Гриша беспомощно глянул на ют, где стоял капитан второго ранга и другие офицеры. Но с перепугу не разглядел, кто где…
– Дядя Архип, я… – И сам себя не услышал. Дровянников с усмешкой подтолкнул его в спину. Матросы лихо чистили стволы банниками и заряжали карронады по второму разу. Гриша оказался у четвертой по счету.
– А ну, глянь, точная ли наводка… – услышал он сквозь тугую вату в ушах. Беспомощно глянул из орудийного люка поверх черного блестящего ствола. Где-то далеко разглядел скачущее белое пятнышко. Кивнул наугад (скорей бы все это кончилось!).
Архип отодвинул его:
– Сбоку стоять положено, а то шибанет в лепешку… На-кось… – И сунул ему в ладонь толстый шнур с плетеным шариком на конце.

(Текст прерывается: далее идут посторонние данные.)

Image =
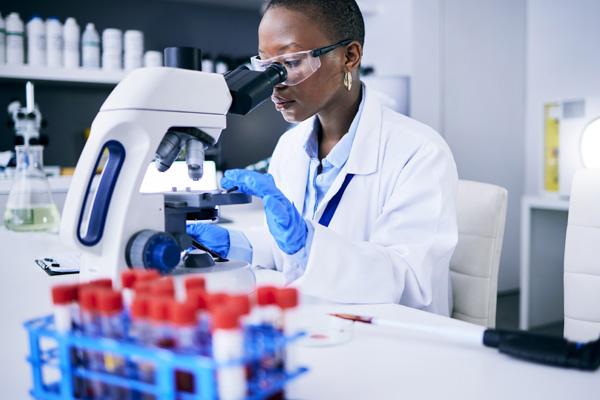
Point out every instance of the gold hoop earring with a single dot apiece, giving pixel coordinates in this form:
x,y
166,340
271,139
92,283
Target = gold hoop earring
x,y
348,80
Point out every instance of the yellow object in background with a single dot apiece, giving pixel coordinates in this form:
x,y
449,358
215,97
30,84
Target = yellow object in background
x,y
551,111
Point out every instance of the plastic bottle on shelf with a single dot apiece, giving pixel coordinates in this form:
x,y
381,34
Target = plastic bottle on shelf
x,y
112,49
71,34
133,49
228,345
36,41
54,43
2,41
90,47
15,46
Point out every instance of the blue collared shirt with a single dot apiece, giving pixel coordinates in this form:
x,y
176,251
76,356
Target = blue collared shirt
x,y
317,186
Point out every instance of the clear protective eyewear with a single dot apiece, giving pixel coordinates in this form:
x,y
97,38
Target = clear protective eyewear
x,y
299,65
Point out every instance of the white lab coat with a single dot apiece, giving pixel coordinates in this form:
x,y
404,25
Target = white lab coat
x,y
394,231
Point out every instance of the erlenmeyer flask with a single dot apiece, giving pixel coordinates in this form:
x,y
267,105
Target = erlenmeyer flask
x,y
30,206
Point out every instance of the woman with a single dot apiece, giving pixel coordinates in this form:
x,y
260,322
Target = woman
x,y
360,200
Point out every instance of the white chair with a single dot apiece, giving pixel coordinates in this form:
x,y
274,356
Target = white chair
x,y
582,258
481,214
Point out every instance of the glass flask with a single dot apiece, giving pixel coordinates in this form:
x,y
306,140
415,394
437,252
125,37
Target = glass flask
x,y
30,206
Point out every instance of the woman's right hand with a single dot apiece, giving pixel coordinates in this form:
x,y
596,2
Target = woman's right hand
x,y
215,237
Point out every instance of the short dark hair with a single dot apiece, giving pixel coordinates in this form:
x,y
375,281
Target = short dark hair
x,y
339,19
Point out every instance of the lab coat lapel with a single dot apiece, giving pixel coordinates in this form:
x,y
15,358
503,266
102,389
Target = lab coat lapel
x,y
364,152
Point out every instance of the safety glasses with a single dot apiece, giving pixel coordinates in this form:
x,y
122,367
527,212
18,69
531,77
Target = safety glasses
x,y
299,65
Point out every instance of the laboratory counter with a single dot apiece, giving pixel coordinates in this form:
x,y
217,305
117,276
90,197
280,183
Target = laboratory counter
x,y
368,362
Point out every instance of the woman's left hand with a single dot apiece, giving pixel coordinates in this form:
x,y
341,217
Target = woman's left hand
x,y
285,223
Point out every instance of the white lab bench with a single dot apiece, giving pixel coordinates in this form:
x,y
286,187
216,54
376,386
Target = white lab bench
x,y
377,362
543,233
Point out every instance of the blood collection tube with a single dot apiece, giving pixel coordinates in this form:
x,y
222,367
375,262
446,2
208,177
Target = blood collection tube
x,y
93,360
63,297
287,300
161,332
228,345
112,325
140,333
128,278
199,300
105,283
194,283
183,319
163,287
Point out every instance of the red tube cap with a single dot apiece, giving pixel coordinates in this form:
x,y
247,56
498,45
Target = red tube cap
x,y
195,283
225,318
182,313
198,298
64,294
266,295
287,298
128,278
140,306
109,302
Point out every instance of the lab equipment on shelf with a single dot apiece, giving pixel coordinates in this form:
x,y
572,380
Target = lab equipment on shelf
x,y
158,348
15,46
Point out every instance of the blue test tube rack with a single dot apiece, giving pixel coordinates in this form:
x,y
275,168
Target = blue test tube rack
x,y
57,351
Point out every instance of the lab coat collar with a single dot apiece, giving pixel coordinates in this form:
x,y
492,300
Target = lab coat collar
x,y
365,149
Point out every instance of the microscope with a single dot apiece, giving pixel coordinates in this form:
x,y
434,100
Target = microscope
x,y
154,114
27,120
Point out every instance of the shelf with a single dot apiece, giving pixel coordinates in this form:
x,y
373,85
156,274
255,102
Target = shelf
x,y
80,75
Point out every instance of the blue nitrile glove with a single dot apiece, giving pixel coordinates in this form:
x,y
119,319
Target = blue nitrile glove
x,y
213,236
285,223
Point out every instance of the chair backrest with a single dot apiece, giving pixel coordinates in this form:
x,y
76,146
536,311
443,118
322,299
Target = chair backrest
x,y
481,215
582,258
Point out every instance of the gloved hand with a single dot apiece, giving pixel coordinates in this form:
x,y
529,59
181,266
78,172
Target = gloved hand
x,y
213,236
285,223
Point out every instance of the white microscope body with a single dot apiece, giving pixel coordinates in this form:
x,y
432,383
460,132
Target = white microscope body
x,y
102,221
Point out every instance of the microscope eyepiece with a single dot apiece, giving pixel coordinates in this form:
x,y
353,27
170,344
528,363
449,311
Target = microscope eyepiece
x,y
278,73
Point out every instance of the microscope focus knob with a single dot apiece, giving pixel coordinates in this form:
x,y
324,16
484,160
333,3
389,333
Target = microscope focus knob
x,y
153,250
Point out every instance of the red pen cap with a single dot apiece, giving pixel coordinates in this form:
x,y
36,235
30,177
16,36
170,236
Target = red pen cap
x,y
195,283
88,297
109,302
128,278
266,295
182,314
287,298
159,309
225,317
64,294
140,307
102,283
240,303
198,298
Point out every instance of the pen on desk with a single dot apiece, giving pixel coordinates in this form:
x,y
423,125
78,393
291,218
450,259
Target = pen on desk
x,y
540,349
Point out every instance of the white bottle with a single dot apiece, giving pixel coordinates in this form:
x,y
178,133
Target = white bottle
x,y
54,43
153,58
90,47
112,49
133,49
36,41
15,47
2,41
71,36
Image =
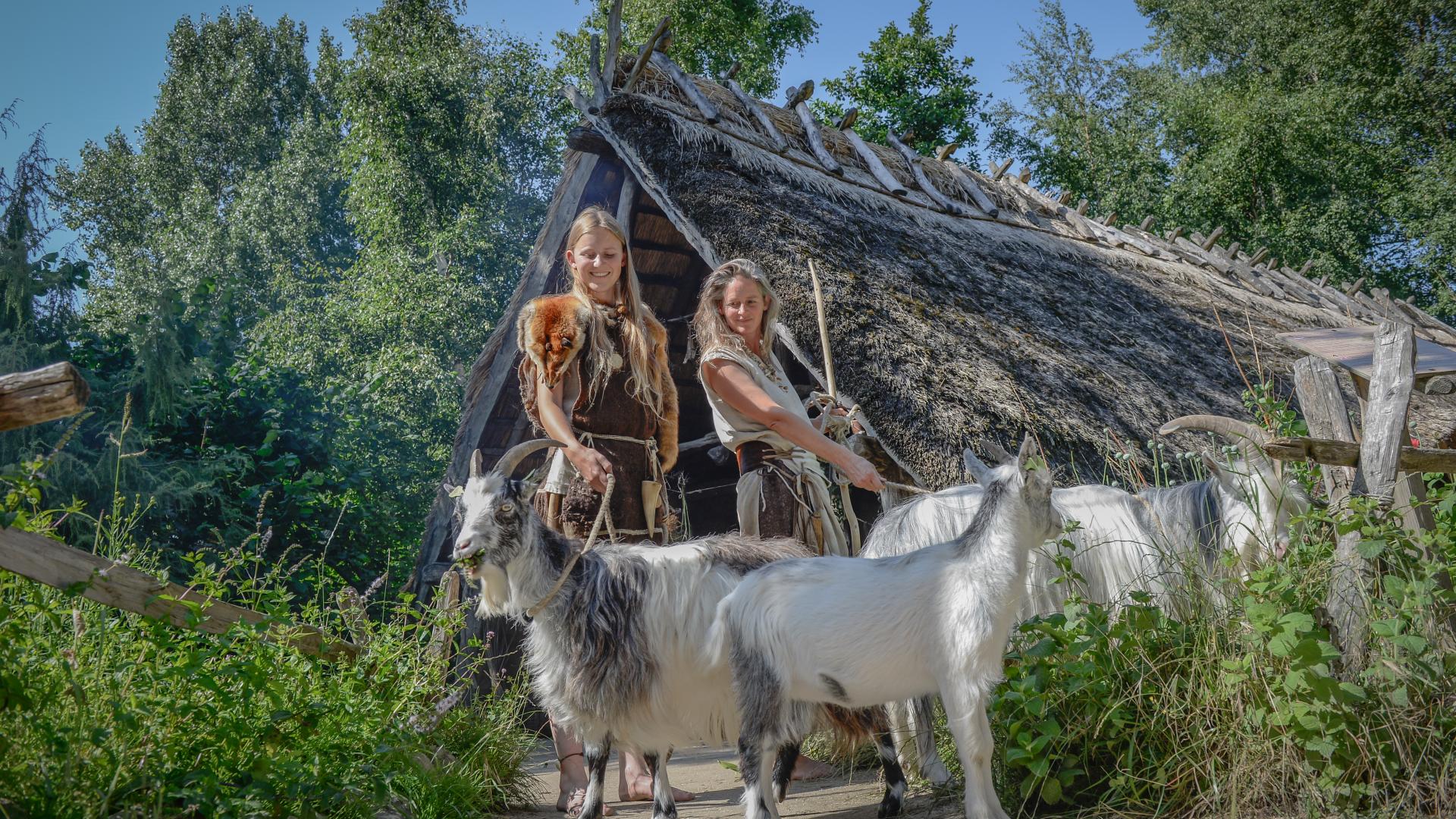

На казенной части пушек были привинчены замки от кремневых пистолетов. Удобная штука. Не надо соваться с горящим фитилем к запальному отверстию, дернул – и готово! Только дергать ух до чего жутко… Но кто-то гаркнул у Гриши над головой: „Пали!“ – и Гриша дернул шнур, и дернулся сам, всем телом назад…
Показалось, что выпалила не одна карронада, а все вместе. Орудие дернулось и быстро откатилось, чуть не ударившись о борт укрепленного посреди палубы вельбота. Хорошо, что Гришу поставили в стороне!
…Уже после Гриша узнал, что ядро его в цель не попало, но зарылось в воду недалеко от парусины. „На первый раз неплохо“, – снисходительно заметил Митя. Но в те первые полминуты Гриша ни о чем таком не думал. Старался только унять дрожь в коленях. Потом охнул: „Неужели?…“ Перепуганно глянул вниз на штаны. Однако позорного сырого пятна между ног не было… Ох, вот счастье! А то ведь оставалось бы одно – головой через фальшборт!..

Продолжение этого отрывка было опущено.